One doesn’t need to look far to discover a tapestry of ways in which the federal government is successfully leveraging artificial intelligence. From the Air Force using AI to plan airlift operations to neuromorphic computing being used to optimize operations in space, the ways government agencies are implementing AI run the gamut from rudimentary to literally out of this world.
AI is one of five technology superpowers — including ubiquitous compute, pervasive connectivity, cloud-to-edge infrastructure and sensing — that combine to form the digital mission infrastructure that propels government and other organizations.
As AI’s presence continues to grow, agencies must not lose track of what is really required to power the technology’s ability to process and analyze vast amounts of information from different data sources. It’s not just about graphics processing units anymore, especially with the rise of edge computing. AI requires a range of technologies from CPUs to GPUs to open source software.
Let’s take a closer look at data streams and the two strategies that will make or break AI’s ability to continuously learn and rapidly deliver accurate and trustworthy results.
If you’re interested in learning more about how top government and private sector leaders are conscientiously integrating and enabling AI in their strategies and processes, be sure to register for and attend ExecutiveBiz’s in-person Trusted AI and Autonomy Forum on Sept. 12. Principal Director of Trusted AI and Autonomy in the Office of the Under Secretary of Defense for Research and Engineering Dr. Kimberly Sablon will be delivering the keynote address.
What is a data stream?
Much more than information moving from ingestion to output, a data stream is a complex process that involves multiple steps and touchpoints that data must go through before it becomes actionable intelligence. Steps may include data preparation to ensure the quality of the data; model creation and training by teams of data scientists; data fine-tuning based on machine learning and analysis; and more.
Even as these steps occur, more data is being fed into and out of the system to various collection points. For example, pre-trained models are being moved from on-premises to the edge, where access to intelligence can be improved through a process called edge inferencing.
While GPUs are important to this process—as they can dramatically increase the speed at which processing takes place—agencies must place equal weight on the software and processing equipment necessary to facilitate their data streams. To that end, agencies should focus on two key strategies.
1. Build a foundational platform for data streams and workloads
For AI to be successful, data scientists and operations managers must be equipped with a sandbox that allows them to build, run, train and ultimately deploy machine learning models. This requires a foundational platform that allows teams to create and test models, manage workload performance, and handle other key tasks that are critical to the data stream.
The platform should allow for both experimentation and control. For example, data scientists should be able to compare multiple models, collaborate with peers, rapidly run hundreds of experiments simultaneously and more. Concurrently, the platform should provide scientists and engineers with complete visibility into and control over all the mechanisms of their data streams—from data prep and modeling to the compute and storage resources necessary to run their workloads.
2. Consider where data will be ingested and processed
Once models have been created and trained, they will continue to evolve based on new information that is collected, processed, and incorporated into the data stream. Those actions could take place in many ways and places. Extremely intensive and non-time-sensitive workloads may continue to be processed within an enterprise data center. Other less-intensive workloads that depend on near-real-time processing are more likely to be performed through an edge server.
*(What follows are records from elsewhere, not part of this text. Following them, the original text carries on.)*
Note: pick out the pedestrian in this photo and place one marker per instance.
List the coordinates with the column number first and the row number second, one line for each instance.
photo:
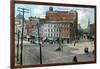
column 75, row 59
column 74, row 43
column 86, row 51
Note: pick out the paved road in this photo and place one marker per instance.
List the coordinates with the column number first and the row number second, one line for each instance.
column 31, row 53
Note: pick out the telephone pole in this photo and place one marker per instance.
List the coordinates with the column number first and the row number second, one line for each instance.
column 23, row 10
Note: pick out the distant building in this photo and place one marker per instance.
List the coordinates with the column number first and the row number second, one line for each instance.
column 61, row 24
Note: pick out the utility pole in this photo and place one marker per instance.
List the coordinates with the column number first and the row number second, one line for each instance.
column 18, row 48
column 39, row 42
column 23, row 10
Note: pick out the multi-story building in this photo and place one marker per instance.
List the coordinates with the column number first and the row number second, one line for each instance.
column 61, row 24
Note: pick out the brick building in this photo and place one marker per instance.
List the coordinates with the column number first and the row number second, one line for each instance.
column 64, row 24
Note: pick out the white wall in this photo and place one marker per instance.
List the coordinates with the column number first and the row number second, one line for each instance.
column 5, row 34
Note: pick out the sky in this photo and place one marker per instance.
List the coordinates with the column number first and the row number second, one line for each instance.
column 85, row 15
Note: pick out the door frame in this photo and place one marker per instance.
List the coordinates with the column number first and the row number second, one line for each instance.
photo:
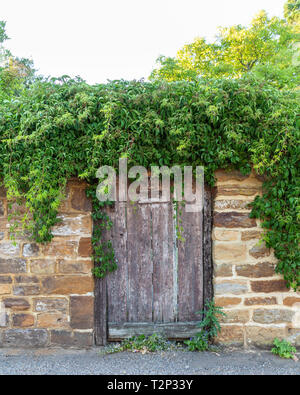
column 100, row 304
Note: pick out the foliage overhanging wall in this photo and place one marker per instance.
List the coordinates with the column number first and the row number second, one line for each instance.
column 63, row 128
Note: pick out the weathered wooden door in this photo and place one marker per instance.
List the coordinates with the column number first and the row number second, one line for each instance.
column 163, row 275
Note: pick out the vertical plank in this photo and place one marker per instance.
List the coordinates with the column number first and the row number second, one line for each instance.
column 207, row 246
column 140, row 267
column 117, row 281
column 101, row 303
column 190, row 266
column 164, row 308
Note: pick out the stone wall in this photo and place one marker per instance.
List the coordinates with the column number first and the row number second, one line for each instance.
column 258, row 305
column 46, row 291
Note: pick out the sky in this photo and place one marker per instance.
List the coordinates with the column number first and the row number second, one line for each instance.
column 113, row 39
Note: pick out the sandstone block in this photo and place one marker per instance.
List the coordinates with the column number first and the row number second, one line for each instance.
column 272, row 316
column 65, row 285
column 23, row 320
column 42, row 266
column 226, row 252
column 5, row 289
column 16, row 265
column 261, row 337
column 5, row 280
column 51, row 320
column 79, row 201
column 251, row 234
column 85, row 247
column 83, row 267
column 61, row 248
column 233, row 204
column 67, row 338
column 9, row 249
column 224, row 270
column 264, row 269
column 231, row 334
column 26, row 279
column 26, row 290
column 50, row 305
column 224, row 176
column 292, row 301
column 269, row 286
column 235, row 317
column 75, row 225
column 227, row 301
column 231, row 288
column 260, row 301
column 25, row 338
column 16, row 303
column 236, row 190
column 1, row 208
column 30, row 249
column 225, row 235
column 233, row 220
column 259, row 251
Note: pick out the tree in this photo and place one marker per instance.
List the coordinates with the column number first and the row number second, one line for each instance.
column 15, row 72
column 265, row 48
column 292, row 13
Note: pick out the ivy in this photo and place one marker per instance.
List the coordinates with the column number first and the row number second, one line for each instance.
column 57, row 129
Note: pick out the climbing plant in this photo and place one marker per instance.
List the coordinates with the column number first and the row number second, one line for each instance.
column 60, row 128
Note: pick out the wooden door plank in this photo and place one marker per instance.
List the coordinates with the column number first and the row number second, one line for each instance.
column 190, row 270
column 207, row 246
column 140, row 267
column 164, row 300
column 117, row 281
column 101, row 327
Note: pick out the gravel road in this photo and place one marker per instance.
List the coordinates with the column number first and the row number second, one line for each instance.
column 92, row 362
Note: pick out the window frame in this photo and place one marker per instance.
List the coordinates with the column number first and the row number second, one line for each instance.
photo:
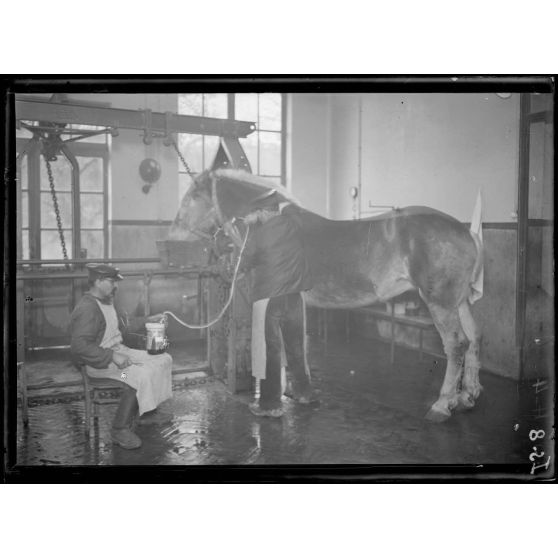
column 34, row 192
column 231, row 106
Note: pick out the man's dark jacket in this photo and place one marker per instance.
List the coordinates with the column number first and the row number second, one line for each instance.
column 87, row 329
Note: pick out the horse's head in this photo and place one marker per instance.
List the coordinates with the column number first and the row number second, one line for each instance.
column 197, row 217
column 215, row 199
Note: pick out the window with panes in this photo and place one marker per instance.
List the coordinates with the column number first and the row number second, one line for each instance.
column 39, row 236
column 264, row 147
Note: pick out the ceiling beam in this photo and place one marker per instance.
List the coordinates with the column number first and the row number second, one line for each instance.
column 158, row 122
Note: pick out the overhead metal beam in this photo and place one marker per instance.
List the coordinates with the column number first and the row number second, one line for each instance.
column 69, row 113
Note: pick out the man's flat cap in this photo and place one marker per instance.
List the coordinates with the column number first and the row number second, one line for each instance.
column 103, row 271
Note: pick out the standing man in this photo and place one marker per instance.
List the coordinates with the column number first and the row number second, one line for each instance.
column 275, row 252
column 97, row 343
There are different ways to approach edge inferencing, depending on the desired outcome. For instance, a law enforcement agency may wish to use computer vision at the edge for license plate or vehicle detection and recognition. Images can be processed at the point of collection and quickly analyzed, and the results can be sent back nearly immediately. Other mission critical tasks performed at the edge include predictive maintenance on equipment, tracking components of the supply chain, weather tracking, environment monitoring and more.
All of these examples require pre-trained models that are fed into the data stream for fast processing and information transmission. None of this is necessarily dependent on GPUs, which, although they are discrete hardware, may be too big to fit in a small edge device. Building a software infrastructure that allows for optimized power consumption, fast processing at the edge and easy integration with multiple application programming interfaces is a more effective option for now and in the future.
Agencies are no longer at the dawn of AI; they are rapidly ascending toward its apex, and no one knows how far the journey will go. But as data streams become more complex, and more information is pushed out and processed at the edge, one thing is clear: for the journey to continue, agencies must dispense with the concept of GPUs being the beating heart behind successful AI deployments. That distinction now belongs to flexible, scalable and open software that feeds and propagates data streams.